Proseguí entonces con
el experimento de pasar agua por los dedos de la paciente. Se llenaron
dos copas de vino hasta la mitad con agua común de una jarra,
introduciendo en cada una un pincel de pelo de camello. En el agua de
una copa, el asistente del doctor sumergió dos dedos y exhaló varias
respiraciones, como para impregnarla con algún tipo de influencia. El
agua de la otra copa quedó intacta. La joven permanecía sentada en
profundo sueño magnético, con el rostro oculto tras el cartón.
Con
el agua común, pasé el pincel por el dorso del primer y tercer dedo de
su mano izquierda, que descansaba sobre su rodilla, y luego hice lo
mismo con el segundo y cuarto dedo usando el agua "magnetizada". Repetí
este proceso tres o cuatro veces. Tras un minuto de espera, mientras
todos observaban con atención, los dedos tocados con el agua magnetizada
se movieron y extendieron hacia afuera, mientras los demás
permanecieron inmóviles. Al aplicar el agua magnetizada a ambos
pulgares, pronto se movieron de igual manera. La paciente fue entonces
despertada mediante el método habitual, aunque con cierta dificultad,
pues el agua magnetizada tenía, como dije, un efecto muy potente.
Tanto
antes como después de este experimento, sin que Jane lo percibiera,
agitaba mi mano detrás de ella, lo que invariablemente la dejaba rígida.

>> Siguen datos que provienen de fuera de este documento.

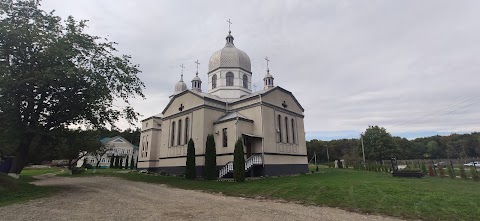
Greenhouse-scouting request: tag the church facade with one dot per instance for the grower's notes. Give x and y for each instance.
(269, 122)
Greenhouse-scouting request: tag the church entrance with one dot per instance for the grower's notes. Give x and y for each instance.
(248, 146)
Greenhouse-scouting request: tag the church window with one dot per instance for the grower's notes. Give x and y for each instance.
(293, 132)
(172, 141)
(229, 79)
(214, 81)
(279, 128)
(187, 122)
(286, 129)
(179, 132)
(245, 81)
(225, 139)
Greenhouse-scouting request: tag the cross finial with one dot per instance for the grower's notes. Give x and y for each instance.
(198, 63)
(182, 71)
(229, 23)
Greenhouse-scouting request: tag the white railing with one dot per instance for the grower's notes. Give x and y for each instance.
(226, 169)
(249, 163)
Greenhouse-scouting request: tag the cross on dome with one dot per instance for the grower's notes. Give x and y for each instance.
(181, 76)
(266, 59)
(229, 23)
(198, 63)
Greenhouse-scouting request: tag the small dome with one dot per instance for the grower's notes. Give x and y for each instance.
(229, 57)
(196, 78)
(180, 86)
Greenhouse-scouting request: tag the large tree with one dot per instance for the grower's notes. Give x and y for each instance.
(238, 162)
(190, 170)
(54, 75)
(210, 158)
(75, 145)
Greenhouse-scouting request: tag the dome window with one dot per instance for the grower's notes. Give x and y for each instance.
(229, 79)
(214, 81)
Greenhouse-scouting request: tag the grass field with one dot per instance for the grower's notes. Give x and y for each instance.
(19, 190)
(430, 198)
(362, 191)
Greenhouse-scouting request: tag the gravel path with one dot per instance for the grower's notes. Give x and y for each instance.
(108, 198)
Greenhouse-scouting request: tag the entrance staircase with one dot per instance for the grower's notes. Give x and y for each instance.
(249, 164)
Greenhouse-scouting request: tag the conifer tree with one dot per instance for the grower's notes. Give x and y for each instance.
(424, 169)
(132, 164)
(239, 162)
(117, 159)
(112, 160)
(190, 170)
(431, 172)
(450, 172)
(441, 171)
(210, 158)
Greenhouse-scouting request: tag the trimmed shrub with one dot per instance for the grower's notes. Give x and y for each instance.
(474, 174)
(463, 175)
(450, 172)
(132, 164)
(239, 162)
(210, 158)
(190, 171)
(112, 160)
(88, 166)
(430, 171)
(423, 169)
(441, 171)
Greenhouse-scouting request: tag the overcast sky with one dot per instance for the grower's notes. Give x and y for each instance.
(410, 66)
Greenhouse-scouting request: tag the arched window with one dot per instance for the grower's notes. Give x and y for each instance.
(293, 132)
(172, 141)
(229, 79)
(245, 81)
(279, 128)
(214, 81)
(187, 122)
(179, 139)
(286, 129)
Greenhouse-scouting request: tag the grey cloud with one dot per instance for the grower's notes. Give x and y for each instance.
(350, 63)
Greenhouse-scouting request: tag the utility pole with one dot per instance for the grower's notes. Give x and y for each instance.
(363, 148)
(328, 156)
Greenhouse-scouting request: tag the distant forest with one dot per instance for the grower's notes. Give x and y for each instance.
(377, 140)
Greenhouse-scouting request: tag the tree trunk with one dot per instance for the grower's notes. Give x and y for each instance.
(21, 155)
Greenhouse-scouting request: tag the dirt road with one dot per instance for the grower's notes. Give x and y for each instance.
(107, 198)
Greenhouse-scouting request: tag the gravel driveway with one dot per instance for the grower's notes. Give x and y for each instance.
(108, 198)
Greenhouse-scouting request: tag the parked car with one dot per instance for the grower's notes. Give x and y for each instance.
(477, 164)
(441, 163)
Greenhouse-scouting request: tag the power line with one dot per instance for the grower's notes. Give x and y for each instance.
(471, 101)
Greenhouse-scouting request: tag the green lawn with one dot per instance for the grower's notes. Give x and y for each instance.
(363, 191)
(19, 190)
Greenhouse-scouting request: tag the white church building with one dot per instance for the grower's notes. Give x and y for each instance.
(269, 121)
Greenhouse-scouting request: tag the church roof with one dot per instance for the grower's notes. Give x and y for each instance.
(229, 57)
(232, 116)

Otros caballeros presentes aprovecharon para magnetizarla con pases de
mano, siempre con idéntico resultado, pues parece que cualquiera puede
ejercer este poder. Sobra decir que este fenómeno secundario causó
extrema sorpresa a todos los testigos, quienes admitieron no haber
tenido la menor idea de tales efectos previamente.
Hacia
el final de la sesión, introdujeron una cacatúa en la habitación, y
cuando la joven la acarició con su mano, cayó en el mismo estado de
estupor; pues me explicaron que los animales, al igual que los humanos,
pueden ser agentes de este misterioso poder.
Antes
de marcharme, saqué mi reloj y se lo mostré como quien lo hace ante un
niño para captar su atención. Al pedirle que lo besara, quedó
instantáneamente paralizada en actitud inclinada—el oro, según se me
explicó, había producido este efecto. La recuperé soplando en su rostro.

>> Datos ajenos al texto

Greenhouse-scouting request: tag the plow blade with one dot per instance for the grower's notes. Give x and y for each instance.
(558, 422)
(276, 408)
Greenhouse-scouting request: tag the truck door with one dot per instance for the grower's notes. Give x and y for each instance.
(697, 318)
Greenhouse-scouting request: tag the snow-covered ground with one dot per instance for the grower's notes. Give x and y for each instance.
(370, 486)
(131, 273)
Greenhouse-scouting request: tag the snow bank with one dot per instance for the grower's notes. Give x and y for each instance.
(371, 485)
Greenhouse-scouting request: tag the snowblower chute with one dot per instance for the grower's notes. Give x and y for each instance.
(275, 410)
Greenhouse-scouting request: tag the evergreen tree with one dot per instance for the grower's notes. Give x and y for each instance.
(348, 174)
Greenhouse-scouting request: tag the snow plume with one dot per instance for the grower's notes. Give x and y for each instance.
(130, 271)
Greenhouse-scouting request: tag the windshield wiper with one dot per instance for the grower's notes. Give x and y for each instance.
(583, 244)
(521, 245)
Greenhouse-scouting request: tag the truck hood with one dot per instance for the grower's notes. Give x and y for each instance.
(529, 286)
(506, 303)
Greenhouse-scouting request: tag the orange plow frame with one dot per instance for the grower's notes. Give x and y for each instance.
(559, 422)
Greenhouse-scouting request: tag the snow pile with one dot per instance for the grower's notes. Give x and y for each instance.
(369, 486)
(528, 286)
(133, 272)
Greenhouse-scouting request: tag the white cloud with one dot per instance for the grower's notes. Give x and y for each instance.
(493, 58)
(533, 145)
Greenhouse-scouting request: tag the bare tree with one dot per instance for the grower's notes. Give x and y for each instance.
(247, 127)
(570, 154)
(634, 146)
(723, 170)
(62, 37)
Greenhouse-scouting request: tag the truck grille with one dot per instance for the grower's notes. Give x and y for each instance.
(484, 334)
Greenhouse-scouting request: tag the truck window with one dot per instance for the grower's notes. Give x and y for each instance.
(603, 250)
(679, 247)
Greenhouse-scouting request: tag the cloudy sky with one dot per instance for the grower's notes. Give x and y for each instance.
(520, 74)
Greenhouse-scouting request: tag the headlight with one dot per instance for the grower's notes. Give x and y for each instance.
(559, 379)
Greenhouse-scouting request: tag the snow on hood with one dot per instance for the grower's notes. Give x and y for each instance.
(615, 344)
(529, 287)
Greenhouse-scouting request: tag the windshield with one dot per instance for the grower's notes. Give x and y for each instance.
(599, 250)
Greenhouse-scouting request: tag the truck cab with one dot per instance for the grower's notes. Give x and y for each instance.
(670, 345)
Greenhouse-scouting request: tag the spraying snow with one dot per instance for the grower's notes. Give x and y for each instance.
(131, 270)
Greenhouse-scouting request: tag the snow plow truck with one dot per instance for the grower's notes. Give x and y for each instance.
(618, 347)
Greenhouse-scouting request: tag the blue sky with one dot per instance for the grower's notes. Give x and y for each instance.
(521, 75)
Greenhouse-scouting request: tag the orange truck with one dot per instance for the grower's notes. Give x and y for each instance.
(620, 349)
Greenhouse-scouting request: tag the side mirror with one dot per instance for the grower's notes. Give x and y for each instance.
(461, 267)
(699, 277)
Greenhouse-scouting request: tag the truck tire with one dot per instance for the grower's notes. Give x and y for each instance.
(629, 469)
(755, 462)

Volvió a quedar inmóvil al tocar la cadena del reloj, pero al besar el
cristal posteriormente, no mostró reacción alguna. Al tocar su nuca con
la parte dorada del reloj, cayó en estupor; el cristal, como antes, no
produjo efecto.
Concluyo aquí el
relato de esta extraordinaria exhibición. El lector quizá pregunte cuál
es mi opinión al respecto, pero debo confesar mi incapacidad para
formularla. Mi sentimiento es de puro asombro. No puedo creer
que hubiera engaño, aunque carezco de pruebas que lo descarten. El Dr.
Elliotson dio su palabra de honor de que no existía complicidad; y como
es hombre de educación y fortuna, ajeno a motivos mezquinos, no puedo
imaginar que los fenómenos descritos fueran producto de artificio alguno
por su parte. Dejo, no obstante, que el lector juzgue por sí mismo,
limitándome a haber descrito lo que sin duda constituye uno de los
"espectáculos" más curiosos de Londres.